Début janvier 2020 est paru au Journal officiel le décret instituant « le forfait de réorientation aux urgences ». Tout part de la constatation indiscutable que les services d’urgences sont débordés par des patients qui n’ont rien à y faire car les urgences « conçues à l'origine pour prendre en charge les patients requérant un plateau technique complet sont devenues des lieux d'accueil et de traitement pour tous les patients ». En effet « entre un quart et un tiers des patients qui se présentent aux urgences auraient pu, sans perte de chance, être pris en charge par des praticiens de ville. ».
A noter cependant que définir les urgences par son plateau technique n’est pas tout à fait exact : un service des urgences fonctionne avant tout pour donner des soins rapidement, si le plateau technique permet certains soins sophistiqués, il permet surtout d’aider à faire un diagnostic, mais celui-ci peut être souvent établi par des moyens simples. L’obligation d’avoir un plateau technique complet pour chaque service d’urgences a conduit – et ce n’est pas anodin – à fermer de nombreux services incomplètement équipés entraînant la situation que nous connaissons alors que ces services s'avéraient efficaces pour effectuer un tri et pour traiter directement de nombreux patients.
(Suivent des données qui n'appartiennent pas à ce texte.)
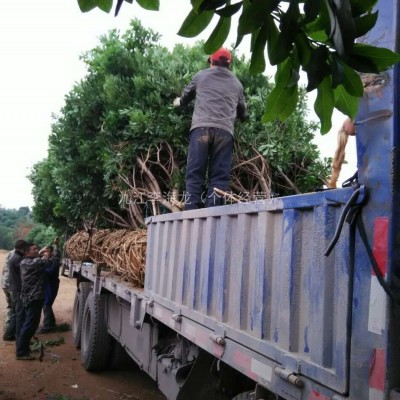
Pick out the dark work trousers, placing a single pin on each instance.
(33, 311)
(10, 325)
(19, 311)
(49, 319)
(50, 294)
(208, 148)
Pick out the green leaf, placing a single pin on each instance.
(273, 34)
(195, 23)
(383, 58)
(228, 11)
(342, 24)
(87, 5)
(282, 76)
(345, 102)
(337, 71)
(208, 5)
(257, 56)
(153, 5)
(324, 104)
(291, 103)
(105, 5)
(359, 7)
(317, 68)
(275, 103)
(303, 47)
(196, 4)
(254, 15)
(365, 23)
(218, 35)
(352, 82)
(282, 100)
(311, 9)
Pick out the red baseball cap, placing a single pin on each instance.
(221, 53)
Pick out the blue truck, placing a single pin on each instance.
(292, 298)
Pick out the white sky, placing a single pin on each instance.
(40, 45)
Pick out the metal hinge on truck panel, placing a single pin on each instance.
(138, 311)
(96, 279)
(218, 336)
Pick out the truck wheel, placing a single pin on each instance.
(95, 339)
(79, 304)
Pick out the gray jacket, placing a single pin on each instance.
(5, 275)
(219, 99)
(33, 272)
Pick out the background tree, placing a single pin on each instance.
(117, 152)
(316, 36)
(14, 225)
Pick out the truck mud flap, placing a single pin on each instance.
(192, 388)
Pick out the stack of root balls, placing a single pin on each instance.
(123, 250)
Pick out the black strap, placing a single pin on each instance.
(375, 266)
(352, 214)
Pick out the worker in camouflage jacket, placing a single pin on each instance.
(9, 328)
(14, 285)
(33, 273)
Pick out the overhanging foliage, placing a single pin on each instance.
(316, 36)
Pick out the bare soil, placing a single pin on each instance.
(60, 376)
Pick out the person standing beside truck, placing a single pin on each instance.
(32, 296)
(52, 284)
(219, 101)
(9, 327)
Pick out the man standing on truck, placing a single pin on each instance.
(219, 101)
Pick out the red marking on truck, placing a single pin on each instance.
(314, 395)
(218, 350)
(377, 369)
(380, 246)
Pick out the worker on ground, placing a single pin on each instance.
(14, 284)
(32, 296)
(219, 100)
(9, 326)
(52, 283)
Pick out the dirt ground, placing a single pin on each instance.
(60, 376)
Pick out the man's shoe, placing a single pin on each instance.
(26, 358)
(46, 330)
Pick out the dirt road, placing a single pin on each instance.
(60, 375)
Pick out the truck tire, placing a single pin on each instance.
(245, 396)
(79, 304)
(95, 339)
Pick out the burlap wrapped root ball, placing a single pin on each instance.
(123, 250)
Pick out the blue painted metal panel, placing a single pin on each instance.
(258, 271)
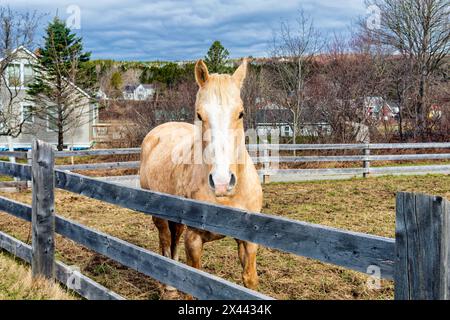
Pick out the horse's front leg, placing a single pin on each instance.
(247, 255)
(193, 244)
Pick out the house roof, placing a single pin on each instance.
(34, 56)
(274, 116)
(130, 88)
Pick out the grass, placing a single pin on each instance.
(364, 205)
(16, 283)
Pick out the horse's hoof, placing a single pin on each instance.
(169, 294)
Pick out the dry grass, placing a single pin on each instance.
(16, 283)
(359, 205)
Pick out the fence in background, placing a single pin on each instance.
(268, 155)
(416, 259)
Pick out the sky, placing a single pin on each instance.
(177, 30)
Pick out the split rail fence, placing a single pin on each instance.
(417, 259)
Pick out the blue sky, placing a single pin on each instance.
(184, 30)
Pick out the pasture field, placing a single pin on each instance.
(16, 283)
(364, 205)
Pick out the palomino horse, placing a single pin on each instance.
(224, 175)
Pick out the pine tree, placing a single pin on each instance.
(58, 72)
(216, 58)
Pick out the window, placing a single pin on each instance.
(287, 130)
(27, 114)
(51, 120)
(28, 74)
(13, 75)
(19, 75)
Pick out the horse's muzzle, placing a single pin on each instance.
(222, 189)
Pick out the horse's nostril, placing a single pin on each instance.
(211, 182)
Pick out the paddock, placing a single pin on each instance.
(283, 275)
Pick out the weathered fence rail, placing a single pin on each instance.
(352, 250)
(271, 163)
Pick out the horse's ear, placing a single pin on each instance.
(201, 73)
(240, 73)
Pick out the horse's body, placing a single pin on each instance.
(168, 165)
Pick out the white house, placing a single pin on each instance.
(272, 119)
(138, 92)
(19, 73)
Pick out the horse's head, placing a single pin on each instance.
(219, 113)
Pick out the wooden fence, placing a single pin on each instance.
(416, 259)
(268, 155)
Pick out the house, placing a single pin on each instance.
(273, 119)
(138, 92)
(380, 109)
(19, 73)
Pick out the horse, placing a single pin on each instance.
(205, 161)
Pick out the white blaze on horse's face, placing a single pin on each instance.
(219, 111)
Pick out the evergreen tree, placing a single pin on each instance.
(58, 72)
(216, 58)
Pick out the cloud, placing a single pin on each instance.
(181, 30)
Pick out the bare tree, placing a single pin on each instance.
(420, 31)
(16, 30)
(294, 50)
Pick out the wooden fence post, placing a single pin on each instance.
(266, 174)
(43, 210)
(422, 268)
(366, 163)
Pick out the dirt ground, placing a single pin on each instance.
(364, 205)
(16, 283)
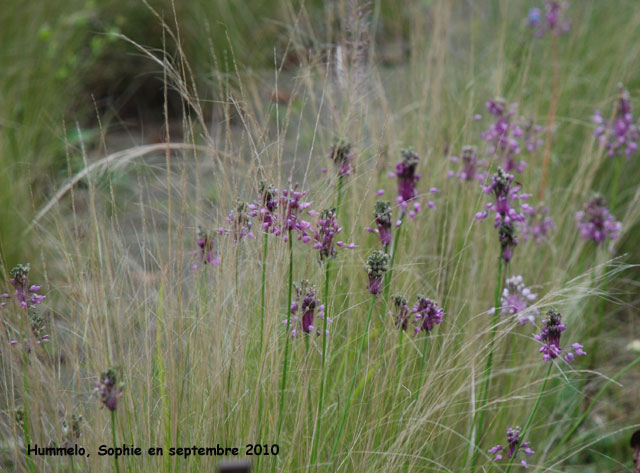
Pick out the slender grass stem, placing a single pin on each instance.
(585, 414)
(27, 418)
(424, 359)
(389, 273)
(339, 200)
(353, 380)
(616, 182)
(263, 286)
(530, 419)
(285, 363)
(479, 412)
(115, 443)
(551, 117)
(325, 298)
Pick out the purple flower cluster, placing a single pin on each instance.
(513, 442)
(28, 297)
(554, 18)
(427, 314)
(384, 221)
(596, 222)
(376, 265)
(279, 212)
(537, 225)
(343, 157)
(552, 328)
(470, 166)
(266, 208)
(516, 298)
(506, 193)
(619, 136)
(108, 389)
(324, 235)
(508, 134)
(408, 179)
(307, 304)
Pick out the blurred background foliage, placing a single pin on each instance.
(65, 63)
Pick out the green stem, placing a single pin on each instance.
(485, 389)
(283, 384)
(353, 380)
(115, 444)
(424, 358)
(325, 298)
(616, 180)
(389, 273)
(523, 433)
(582, 418)
(26, 421)
(339, 195)
(263, 287)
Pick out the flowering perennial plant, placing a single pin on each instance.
(307, 303)
(428, 314)
(28, 298)
(376, 265)
(554, 19)
(207, 254)
(407, 181)
(324, 235)
(508, 135)
(513, 442)
(552, 328)
(343, 157)
(596, 223)
(384, 220)
(516, 298)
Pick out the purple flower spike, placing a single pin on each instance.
(470, 166)
(28, 298)
(266, 208)
(384, 221)
(109, 390)
(620, 136)
(402, 311)
(596, 222)
(554, 19)
(324, 236)
(513, 442)
(509, 135)
(376, 265)
(552, 328)
(308, 305)
(428, 314)
(516, 298)
(407, 178)
(506, 194)
(508, 240)
(343, 157)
Une mauvaise définition conduit à de mauvaises décisions.
Mais quel est cet éclair de génie tombant des sphères gouvernementales, celle concernant la santé étant de plus dirigée par une personne censée connaître la pratique médicale ?
Le décret met en place une expérimentation de deux ans où sera accordé pour les services d’urgences concernés « un forfait de réorientation des patients » de 60 € par acte. La réorientation d’un patient, par un médecin sénior, « vers une consultation de ville à une date compatible avec son état de santé ». Réorientation qui peut d’ailleurs être refusée par le patient.
On sait que dans les conditions habituelles, l’urgentiste établit la nécessité ou non de soins urgents et les assurent lorsque c’est nécessaire, dans cette nouvelle expérimentation, non seulement il devra établir un diagnostic, mais en l'absence d'admission ou de soins urgents, il devra en outre rechercher ou faire rechercher un cabinet médical susceptible de prendre ultérieurement en charge le patient. Ce qui ne sera pas simple étant donné que les médecins généralistes sont également débordés.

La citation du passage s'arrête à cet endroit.